I sometimes look at my reflection and begin my positive thinking about life, how exciting this journey is now that I am already a registered nurse. I’d sigh and look down upon remembering some frustrations but will recover by looking up again and saying faintly, “Love Yourself.”
Gosh, I think I really have a struggle on this one. I mean yes I do love myself, but I think it’s not enough. I don’t know so much the difference about being stupid and selfless anymore. I give so much and get nothing back.

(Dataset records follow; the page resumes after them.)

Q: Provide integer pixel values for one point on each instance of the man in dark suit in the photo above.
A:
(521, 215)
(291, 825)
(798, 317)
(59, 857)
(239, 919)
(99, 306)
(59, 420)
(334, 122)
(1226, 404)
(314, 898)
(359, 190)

And then I realized, I just shouldn’t be loving myself first just so someone can love me. I should love myself because it’s the one thing I can do to myself. I know this isn’t just about the emotional aspect; I have to act on it spiritually, physically, and intellectually.
That’s the reason why I start my day with God. I cannot know love without knowing Him, for He is love.
That’s the reason I take care of my body. And I take extra efforts to keep it strong and healthy.
That’s the reason I still read my nursing books. The reason I don’t neglect art. The reason why I still write. The reason why I missed photography and scrapbooking. The reason why I play the guitar, I sing or I dance. The reason why I’m prudent in driving.
Every little thing I do should reflect my love for God and for myself. And then everything else will follow—the love for my family or patients; the affection and concern over pets and all other living things; the respect for other people.
I may lack the understanding on how to love myself emotionally, but that’s exactly the point. Emotions come and go. But principles don’t. Brain over heart. Intellect over emotion. Mind over matter. Wisdom over feelings.
What I’m just saying is that it all starts in the mind. All in the perspective.